Service | Description | Use cases activating service | Status |
---|---|---|---|
db | A Postgres database with appropriate schema, stores the file header the accession id, file path and checksums as well as other relevant information. | Submission and Data Retrieval | |
mq (broker) | A RabbitMQ message broker with appropriate accounts, exchanges, queues and bindings. We use a federated queue to get messages from CentralEGA's broker and shovels to send answers back. | Submission | |
Inbox | Upload service for incoming data, acting as a dropbox. Uses credentials from Central EGA. | Submission | |
Intercept | relays message between the queue provided from the federated service and local queues. | Submission | |
Ingest | Splits the Crypt4GH header and moves it to database. The remainder of the file is sent to the storage backend (archive). No cryptographic tasks are done. | Submission | |
Verify | Uses a crypt4gh secret key, this service can decrypt the stored files and checksum them against the embedded checksum for the unencrypted file. | Submission | |
Archive | Storage backend: can be a regular (POSIX) file system or a S3 object store. | Submission and Data Retrieval | |
Finalize | Handles the so-called Accession ID (stable ID) to filename mappings from CentralEGA store. | Submission | |
Mapper | The mapper service register mapping of accessionIDs (stable ids for files) to datasetIDs. | Submission Data Retrieval | |
Data Out API | Provides a download/data access API for streaming archived data either in encrypted or decrypted format. | Data Retrieval | |
Metadata | Component used in standalone version of SDA. Provides an interface and backend to submit Metadata and associated with a file in the Archive. | Submission Data Retrieval | |
Orchestrator | Component used in standalone version of SDA. Provides an automated ingestion and dataset ID and file ID mapping. | Submission Data Retrieval |
The overall data workflow consists of three parts:
- The users logs onto the Local EGA’s inbox and uploads the encrypted files. They then go to the Central EGA’s interface to prepare a submission;
- Upon submission completion, the files are ingested into the archive and become searchable by the Central EGA’s engine;
- Once the file has been successfully archived, it can be accessed by researchers in accordance with permissions given by the corresponding Data Access Committee.
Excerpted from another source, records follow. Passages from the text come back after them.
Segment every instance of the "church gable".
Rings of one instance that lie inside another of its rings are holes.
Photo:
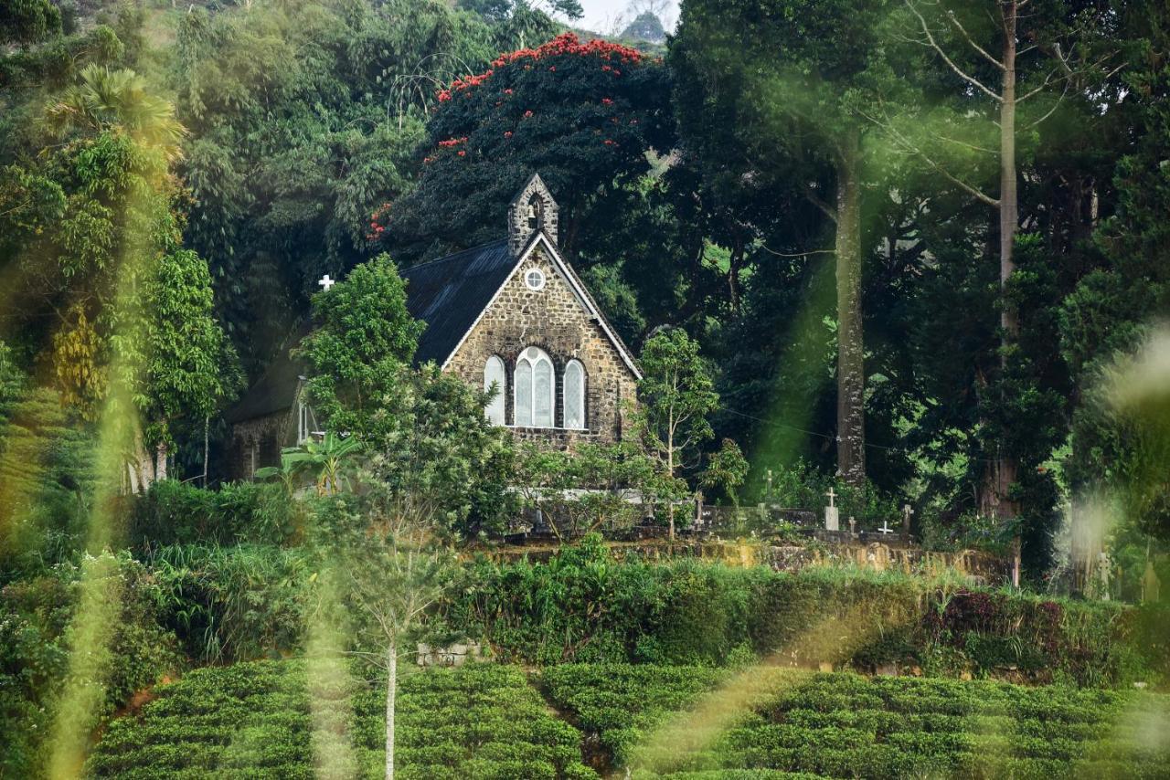
[[[621,437],[638,371],[579,279],[543,236],[531,241],[448,371],[502,387],[489,415],[522,437]],[[556,433],[550,433],[553,429]]]

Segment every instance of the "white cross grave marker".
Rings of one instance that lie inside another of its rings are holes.
[[[838,520],[838,515],[837,515],[838,512],[837,504],[833,503],[833,499],[837,498],[837,492],[832,488],[830,488],[828,492],[825,495],[828,496],[828,506],[825,508],[825,530],[839,531],[840,523]]]

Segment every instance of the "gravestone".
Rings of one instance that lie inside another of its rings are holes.
[[[828,492],[825,495],[828,496],[828,506],[825,508],[825,530],[839,531],[840,520],[838,519],[838,509],[837,504],[833,503],[833,499],[837,498],[837,493],[832,488],[830,488]]]

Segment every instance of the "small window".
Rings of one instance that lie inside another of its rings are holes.
[[[497,426],[504,424],[504,361],[491,356],[483,364],[483,392],[495,388],[496,394],[488,401],[484,413],[488,421]]]
[[[585,370],[577,360],[565,366],[565,428],[585,428]]]

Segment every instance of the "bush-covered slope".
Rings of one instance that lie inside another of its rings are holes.
[[[701,699],[720,677],[728,689],[749,691],[744,711],[710,743],[682,750],[730,706],[727,698]],[[584,664],[546,669],[543,685],[586,739],[608,751],[604,759],[654,775],[1164,778],[1170,766],[1170,700],[1158,695],[792,670],[728,678],[703,668]],[[673,737],[653,739],[675,707],[697,715],[675,723]]]
[[[200,669],[158,692],[139,715],[110,724],[90,775],[314,778],[317,762],[340,761],[345,776],[381,776],[380,684],[360,684],[340,718],[337,685],[310,709],[303,662]],[[580,761],[580,734],[549,712],[515,667],[405,677],[395,711],[400,778],[596,776]]]

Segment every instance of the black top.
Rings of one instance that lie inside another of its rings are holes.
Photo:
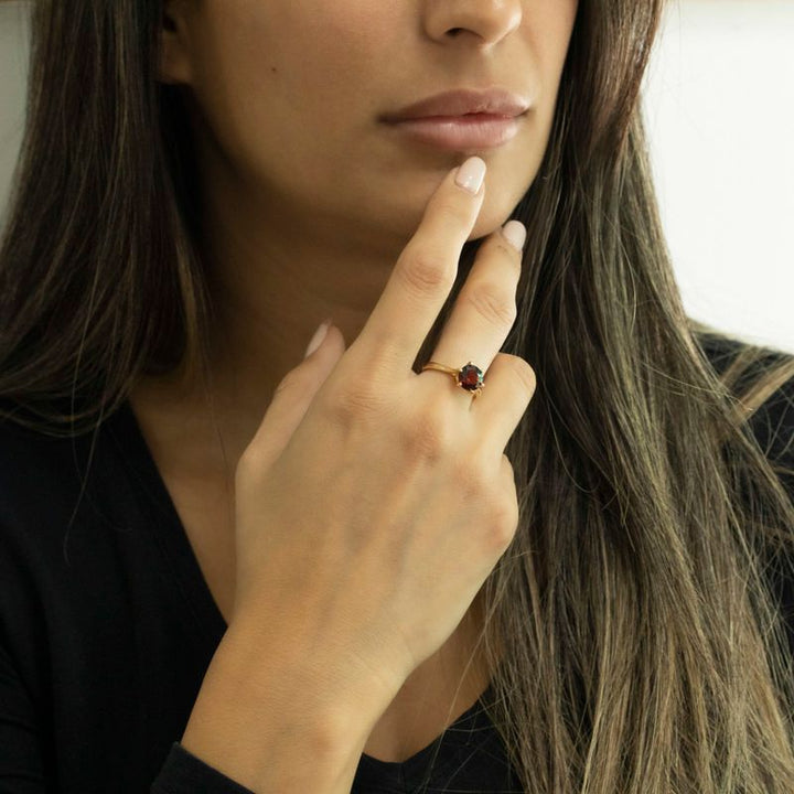
[[[753,427],[794,466],[792,384]],[[93,448],[10,421],[0,442],[0,791],[248,792],[179,743],[226,624],[129,404]],[[490,695],[404,763],[363,754],[353,794],[418,791],[428,770],[428,794],[521,792]]]

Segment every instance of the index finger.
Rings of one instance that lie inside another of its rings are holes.
[[[463,244],[485,195],[485,170],[484,160],[469,158],[430,197],[358,336],[367,347],[388,347],[407,367],[414,363],[458,276]]]

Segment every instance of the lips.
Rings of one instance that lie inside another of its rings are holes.
[[[473,114],[515,118],[529,109],[525,97],[504,88],[489,90],[453,90],[437,94],[382,117],[387,124],[411,119],[461,117]]]

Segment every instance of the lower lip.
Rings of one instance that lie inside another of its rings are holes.
[[[492,149],[515,138],[519,119],[521,116],[472,114],[407,119],[393,126],[415,140],[442,149]]]

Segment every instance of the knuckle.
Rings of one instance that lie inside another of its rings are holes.
[[[305,391],[311,388],[312,386],[312,379],[309,373],[301,369],[301,367],[298,367],[296,369],[290,369],[279,382],[278,386],[276,387],[276,390],[273,391],[273,398],[276,398],[277,395],[281,394],[282,391],[291,391],[297,395],[305,394]]]
[[[515,297],[506,294],[502,287],[489,282],[472,285],[461,298],[500,330],[513,326],[517,313]]]
[[[484,455],[458,455],[453,476],[461,497],[490,502],[493,474],[489,471]]]
[[[449,454],[454,443],[451,422],[438,408],[426,408],[408,418],[406,444],[414,458],[429,462]]]
[[[450,267],[440,254],[418,249],[408,254],[398,269],[406,289],[418,298],[437,294],[451,286]]]
[[[363,420],[379,416],[387,403],[375,380],[362,380],[353,386],[343,385],[332,389],[324,404],[328,416],[342,427],[351,427]]]
[[[449,197],[442,198],[434,207],[436,214],[441,217],[442,223],[449,224],[458,230],[461,226],[469,226],[471,223],[471,204],[460,201],[452,201]]]

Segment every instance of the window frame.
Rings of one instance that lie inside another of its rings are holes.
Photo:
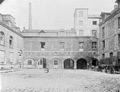
[[[97,49],[97,42],[96,41],[92,42],[92,49]]]

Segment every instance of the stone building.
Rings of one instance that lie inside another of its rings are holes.
[[[31,4],[30,4],[31,6]],[[31,7],[30,7],[31,10]],[[31,12],[30,17],[31,17]],[[11,15],[0,14],[0,58],[1,65],[22,68],[86,69],[97,65],[99,17],[89,16],[92,35],[77,35],[71,30],[35,30],[29,22],[29,29],[22,32]],[[29,18],[31,21],[31,18]],[[77,21],[77,19],[75,19]],[[88,20],[88,18],[87,18]],[[86,21],[87,21],[86,20]],[[77,26],[77,24],[75,24]],[[94,30],[94,32],[92,31]],[[4,67],[3,67],[4,68]]]
[[[101,13],[99,58],[103,64],[120,64],[120,0],[114,10]]]

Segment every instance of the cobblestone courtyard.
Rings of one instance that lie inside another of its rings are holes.
[[[1,92],[119,92],[120,75],[89,70],[28,69],[1,73]]]

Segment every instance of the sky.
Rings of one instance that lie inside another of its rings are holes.
[[[33,29],[71,29],[75,8],[88,8],[89,15],[111,12],[115,0],[5,0],[0,13],[11,14],[17,26],[28,28],[28,4],[32,3]]]

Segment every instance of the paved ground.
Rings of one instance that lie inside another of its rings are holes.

Central EGA contains a database of users with permissions to upload to a specific Sensitive Data Archive. The Central EGA’ ID is used to authenticate the user against either their EGA password or a private key.
For every uploaded file, Central EGA receives a notification that the
file is present in a SDA’s inbox.
The uploaded file must be encrypted in the Crypt4GH file format
using that SDA public
Crypt4gh key.
The file is checksumed and presented in the Central
EGA’s interface in order for the user to double-check that it was
properly uploaded.
More details about process in Data Submission.
When a submission is ready, Central EGA triggers an ingestion process on the user-chosen SDA instance. Central EGA’s interface is updated with progress notifications whether the ingestion was successful, or whether there was an error.
More details about the Ingestion Workflow.
Once a file has been successfully submitted and the ingestion process has been finalised,
including receiving an Accession ID
from Central EGA. The Data Out API can be
utilised to retrieve set file by utilising the Accession ID
. More details in Data Retrieval API.